VIGILANCE POUR LES ALLOCATIONS LOGEMENTS
Un autre point d’attention pour réaliser une location à ses enfants dans les règles est l’allocation logement. Si par exemple un père loue un logement à sa fille, cette dernière ne pourra pas percevoir d’aides au logement, qu’il s’agisse de l’aide personnalisée au logement (APL), de l’allocation de logement familiale (ALF) ou encore de l’allocation de logement sociale (ALS). Cette interdiction vaut quel que soit le montant du loyer et les ressources de l’occupant.
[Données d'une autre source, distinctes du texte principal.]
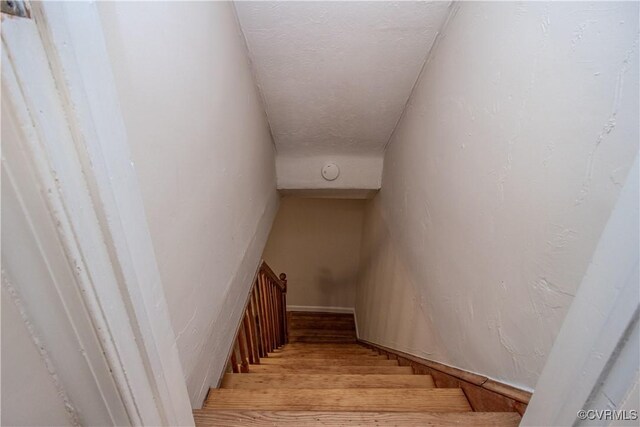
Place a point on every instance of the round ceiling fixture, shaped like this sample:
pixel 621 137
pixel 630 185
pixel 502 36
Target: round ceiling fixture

LOCATION ET DÉFISCALISATION
Si la location relève d’un régime de défiscalisation de type Pinel ou Scellier, les règles sont encore plus strictes. Dans le cadre du dispositif Pinel qui ouvre le droit à une réduction d’impôt en fonction de la durée de détention, il est possible de louer son bien à son enfant sous certaines conditions. Le loyer doit être conforme aux plafonds imposés par la loi, le locataire doit être majeur, il ne peut pas toucher d’aides au logement, il ne doit pas être raccroché au foyer fiscal du bailleur et il ne doit pas percevoir de ressources supérieures à celles fixées par le dispositif. Si le bailleur a opté pour un dispositif Scellier libre, existant avant la loi Pinel, il est également possible de le louer à sa progéniture. Comme pour le Pinel, le locataire ne doit pas faire partie du foyer fiscal du bailleur. Les investissements en Scellier intermédiaire et social ne permettent pas la location intrafamiliale de même que ceux dits « Duflot ».
ANTICIPER LA SUCCESSION
Enfin, dans la liste des précautions à prendre, il est nécessaire de penser à la répartition équilibrée de votre patrimoine entre vos enfants. « SI VOTRE FILS OU VOTRE FILLE PROFITE D’UN LOYER PEU ÉLEVÉ ALORS QU’IL est étudiant, il est considéré que cette action répond à votre obligation alimentaire envers vos descendants », détaille la notaire. « Mais si cet avantage perdure pendant de nombreuses années alors que ce dernier travaille, cette location pourra se transformer en donation ». Au moment de la succession, les autres héritiers pourront demander que ce montant soit déduit de la part d’héritage qui revenait à l’enfant ayant bénéficié de cette location avantageuse. Le cadeau d’origine se transformant alors en mauvaise surprise…■
« le fisc peut lancer un redressement fiscal à votre encontre s'il juge le montant du loyer trop faible par rapport à la réalité du marché ».